Ghanaian Rule: Gays Be Silent
Discrimination Is Alive and Well South of the Sahara
San
Francisco Chronicle, November 23, 2003
901 Mission St., San Francisco, CA 94103
Fax: 415-896-1107
Email: letters@sfchronicle.com
http://www.sfgate.com/cgi-bin/article.cgi?file=/chronicle/archive/2003/11/23/INGRE344821.DTL
By G. Pascal Zachary
Accra , Ghana—The lead story in a recent issue of
the Daily Graphic, the most influential newspaper in this West African nation,
was designed to shock:
“Four Gay Men Jailed.”
The crime committed by these anonymous Africans was homosexuality. The
evidence against the men included their own photographs and confessions.
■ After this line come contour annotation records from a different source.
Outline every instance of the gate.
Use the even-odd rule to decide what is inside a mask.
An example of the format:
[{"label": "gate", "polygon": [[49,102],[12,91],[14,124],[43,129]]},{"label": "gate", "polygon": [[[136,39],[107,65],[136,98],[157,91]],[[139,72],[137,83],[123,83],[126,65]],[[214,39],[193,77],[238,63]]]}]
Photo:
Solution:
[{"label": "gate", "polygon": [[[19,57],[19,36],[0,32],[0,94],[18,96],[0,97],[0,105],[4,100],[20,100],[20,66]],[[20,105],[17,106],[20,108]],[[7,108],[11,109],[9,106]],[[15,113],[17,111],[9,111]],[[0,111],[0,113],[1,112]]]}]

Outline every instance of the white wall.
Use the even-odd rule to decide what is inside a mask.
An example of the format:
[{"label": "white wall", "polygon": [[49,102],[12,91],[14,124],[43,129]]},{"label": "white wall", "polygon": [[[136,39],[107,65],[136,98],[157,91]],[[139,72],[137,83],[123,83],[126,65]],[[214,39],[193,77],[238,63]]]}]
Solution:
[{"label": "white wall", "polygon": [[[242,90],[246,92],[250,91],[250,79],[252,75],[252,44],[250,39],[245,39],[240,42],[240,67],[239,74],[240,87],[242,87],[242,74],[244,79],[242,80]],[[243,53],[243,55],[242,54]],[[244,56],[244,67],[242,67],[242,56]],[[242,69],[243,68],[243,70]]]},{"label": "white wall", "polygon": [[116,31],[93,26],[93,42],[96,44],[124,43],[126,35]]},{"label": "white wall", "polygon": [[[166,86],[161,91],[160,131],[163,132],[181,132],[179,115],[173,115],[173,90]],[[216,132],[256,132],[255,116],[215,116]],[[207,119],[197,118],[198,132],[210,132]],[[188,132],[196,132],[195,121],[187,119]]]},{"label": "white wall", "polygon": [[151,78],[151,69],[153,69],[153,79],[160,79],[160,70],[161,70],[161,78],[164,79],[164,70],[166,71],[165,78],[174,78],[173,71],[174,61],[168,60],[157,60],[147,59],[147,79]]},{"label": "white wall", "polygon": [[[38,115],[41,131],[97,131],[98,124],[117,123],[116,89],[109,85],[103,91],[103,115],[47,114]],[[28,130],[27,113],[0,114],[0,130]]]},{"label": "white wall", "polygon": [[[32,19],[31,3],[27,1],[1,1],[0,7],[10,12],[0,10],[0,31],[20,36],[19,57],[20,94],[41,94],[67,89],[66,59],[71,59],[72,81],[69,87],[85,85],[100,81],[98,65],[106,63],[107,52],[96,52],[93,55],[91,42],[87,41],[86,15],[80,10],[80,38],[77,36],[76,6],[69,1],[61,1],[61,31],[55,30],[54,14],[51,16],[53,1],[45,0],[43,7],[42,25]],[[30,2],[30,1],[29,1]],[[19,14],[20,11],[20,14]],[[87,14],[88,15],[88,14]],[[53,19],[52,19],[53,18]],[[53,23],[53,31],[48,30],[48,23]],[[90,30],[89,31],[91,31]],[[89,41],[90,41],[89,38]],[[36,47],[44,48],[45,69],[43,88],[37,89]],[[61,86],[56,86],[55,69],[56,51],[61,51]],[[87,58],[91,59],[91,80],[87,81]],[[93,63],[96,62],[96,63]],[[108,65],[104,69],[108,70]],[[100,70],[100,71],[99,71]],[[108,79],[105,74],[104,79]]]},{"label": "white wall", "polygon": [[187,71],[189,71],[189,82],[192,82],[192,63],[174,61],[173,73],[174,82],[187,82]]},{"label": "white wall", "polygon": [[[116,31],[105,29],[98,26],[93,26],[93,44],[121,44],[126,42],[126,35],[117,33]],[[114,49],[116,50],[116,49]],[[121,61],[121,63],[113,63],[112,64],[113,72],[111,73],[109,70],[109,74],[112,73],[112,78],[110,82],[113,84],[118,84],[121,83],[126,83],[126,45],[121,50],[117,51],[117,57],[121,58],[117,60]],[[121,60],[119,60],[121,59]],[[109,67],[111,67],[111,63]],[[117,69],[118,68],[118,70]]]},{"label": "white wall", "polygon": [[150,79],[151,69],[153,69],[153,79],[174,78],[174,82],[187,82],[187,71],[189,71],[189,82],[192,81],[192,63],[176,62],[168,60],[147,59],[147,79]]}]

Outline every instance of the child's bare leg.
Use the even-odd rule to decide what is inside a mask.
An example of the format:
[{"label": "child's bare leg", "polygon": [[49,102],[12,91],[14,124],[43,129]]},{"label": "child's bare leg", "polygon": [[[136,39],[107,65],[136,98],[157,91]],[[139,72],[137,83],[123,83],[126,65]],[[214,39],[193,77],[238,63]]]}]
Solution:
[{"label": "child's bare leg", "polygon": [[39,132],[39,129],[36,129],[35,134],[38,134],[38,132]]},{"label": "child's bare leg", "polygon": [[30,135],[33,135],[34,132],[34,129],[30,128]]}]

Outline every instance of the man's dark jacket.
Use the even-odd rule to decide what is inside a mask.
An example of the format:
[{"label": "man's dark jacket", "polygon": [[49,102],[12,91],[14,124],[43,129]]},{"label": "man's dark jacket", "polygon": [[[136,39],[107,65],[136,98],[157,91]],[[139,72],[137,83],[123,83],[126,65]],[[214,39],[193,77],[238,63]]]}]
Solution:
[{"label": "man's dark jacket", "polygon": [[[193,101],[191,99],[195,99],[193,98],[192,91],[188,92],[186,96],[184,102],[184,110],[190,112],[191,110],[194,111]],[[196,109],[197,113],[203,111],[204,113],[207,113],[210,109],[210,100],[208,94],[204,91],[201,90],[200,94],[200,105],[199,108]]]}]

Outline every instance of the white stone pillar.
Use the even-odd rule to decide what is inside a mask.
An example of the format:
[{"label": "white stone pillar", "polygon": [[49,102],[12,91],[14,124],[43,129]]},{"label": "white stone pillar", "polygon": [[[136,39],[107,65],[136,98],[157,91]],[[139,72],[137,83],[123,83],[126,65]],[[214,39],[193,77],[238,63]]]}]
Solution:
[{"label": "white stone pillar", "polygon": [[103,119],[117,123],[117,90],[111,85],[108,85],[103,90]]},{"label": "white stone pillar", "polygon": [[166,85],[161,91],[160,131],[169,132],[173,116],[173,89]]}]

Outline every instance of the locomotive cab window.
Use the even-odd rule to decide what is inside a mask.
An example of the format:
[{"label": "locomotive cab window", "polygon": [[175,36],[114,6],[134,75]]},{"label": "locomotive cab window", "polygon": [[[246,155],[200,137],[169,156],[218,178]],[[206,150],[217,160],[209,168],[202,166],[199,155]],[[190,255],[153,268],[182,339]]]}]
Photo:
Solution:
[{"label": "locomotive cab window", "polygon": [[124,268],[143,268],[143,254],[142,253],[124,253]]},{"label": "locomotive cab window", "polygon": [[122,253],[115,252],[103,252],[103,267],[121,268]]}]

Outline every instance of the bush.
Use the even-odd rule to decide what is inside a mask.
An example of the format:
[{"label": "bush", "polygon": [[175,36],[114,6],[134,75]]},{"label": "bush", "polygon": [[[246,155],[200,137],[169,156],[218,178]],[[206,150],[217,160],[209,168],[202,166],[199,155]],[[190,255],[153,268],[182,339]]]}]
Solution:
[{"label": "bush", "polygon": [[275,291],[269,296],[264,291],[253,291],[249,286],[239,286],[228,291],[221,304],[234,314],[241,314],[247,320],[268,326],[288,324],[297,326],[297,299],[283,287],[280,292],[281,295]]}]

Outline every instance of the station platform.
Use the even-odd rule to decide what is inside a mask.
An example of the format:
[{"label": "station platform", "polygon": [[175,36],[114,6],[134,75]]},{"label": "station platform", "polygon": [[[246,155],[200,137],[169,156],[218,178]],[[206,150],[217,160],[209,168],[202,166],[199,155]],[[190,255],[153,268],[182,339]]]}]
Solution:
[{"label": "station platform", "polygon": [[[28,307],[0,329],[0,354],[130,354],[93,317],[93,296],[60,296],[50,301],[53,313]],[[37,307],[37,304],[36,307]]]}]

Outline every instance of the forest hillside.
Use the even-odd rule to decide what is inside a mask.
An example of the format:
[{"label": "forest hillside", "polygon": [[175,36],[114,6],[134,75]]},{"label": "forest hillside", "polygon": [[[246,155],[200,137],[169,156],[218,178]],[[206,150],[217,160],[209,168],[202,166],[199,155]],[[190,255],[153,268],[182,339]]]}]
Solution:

Homosexual acts are crimes in Ghana—and across much of sub-Saharan
Africa. The great movement to fight discrimination against people living with
HIV/AIDS—a movement which President Bush has joined by promising $15 billion
in aid for Africa over the next five years—has not elicited any sympathies
for homosexuals in Ghana. As the BBC, the most cited English-language news
source on Africa, recently reported, it remains “tough to be gay” south of
the Sahara.
In Ghana, a homosexual society thrives in the gray area between law and
justice, which is why the recent arrests shocked both gay and straight. A
country of 20 million people, Ghana is an unusually tolerant place. People of
different religions, ethnic groups and races (there is a significant number of
whites, Asians and Middle Easterners in the country) mix well. Ghana has never
had a civil war: a badge of honor in conflict-prone sub-Saharan Africa. Three
years ago, Ghana witnessed a peaceful transfer of power from one popularly
elected government to the next.
Human rights are widely discussed, and increasingly taken seriously. There
are major campaigns to promote the rights of women and children. Acceptance of
people living with HIV/AIDS has steadily grown. Homosexuality remains a taboo,
but gays seem to be safe. Physical attacks against them are rare. In the
capital city of Accra, a trendy street club named Strawberries is well-known
as a gay hangout, and there are a few prominent, if still discreet, clubs
where homosexual men and women party. One gay man even has his own television
show, and while he is publicly in the closet his sexual preferences are no
secret.
Precisely because gays seem so accepted in Ghana, the sensational report on
homosexual arrests in the Graphic—it is owned by the government and sells
more copies than all other newspapers combined—sent a disturbing message.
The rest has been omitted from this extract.